The brutal war in Syria has killed more than half a million people and displaced millions more. Image Credit: AP

Beirut: With his decision to make a final push to retake Idlib province, Syrian President Bashar Al Assad is walking a perilous line between risking retaliation from neighbouring Turkey and saving his economy and moving closer to restoring the nation’s territorial integrity.

At its heart, the offensive against Turkish-backed rebels and Al Qaida militants reflects Al Assad’s long-held desire to rebuild Idlib as a bridge to reconnect Aleppo, once the nation’s productive engine, to the capital, Damascus, and coastal areas. That’s become especially vital with his economy screaming under the impact of almost a decade of war, sanctions and neighbouring Lebanon’s financial crisis.

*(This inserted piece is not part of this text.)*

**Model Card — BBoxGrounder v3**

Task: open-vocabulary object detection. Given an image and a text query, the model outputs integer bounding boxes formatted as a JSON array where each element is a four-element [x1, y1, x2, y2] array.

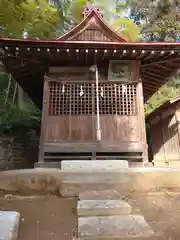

Retaking Idlib could mark a tentative start to rebuilding an economy that the United Nations estimates needs more than $250 billion in aid – the kind of money its wartime allies, Iran and Russia, can’t provide. In the past year, the value of the Syrian pound has almost halved to 1,000 to the dollar.

“Al Assad has wanted to expand his territorial control in Idlib and Aleppo to primarily settle the conflict and regain trade connections between Aleppo and the rest of the country,” said Ayham Kamel, head of Middle East and North Africa research at the Eurasia Group. “The importance of that has grown over time, especially with the problems in Lebanon.”

Timing has been key. Russia’s commitment to provide air cover for pro-Damascus forces and President Donald Trump’s withdrawal of the US from the Syrian theatre of operations gave Al Assad a green light to finish what he regards as a key step in physically reuniting the Syrian nation.

The danger of his strategy is plain in the current fighting. Turkish forces are pouring in to stave off the fall of Syria’s last major rebel stronghold. They’ve struck about 170 targets in Syria in retaliation for attacks by Syrian forces that killed at least 12 Turkish soldiers in the northwestern province this month.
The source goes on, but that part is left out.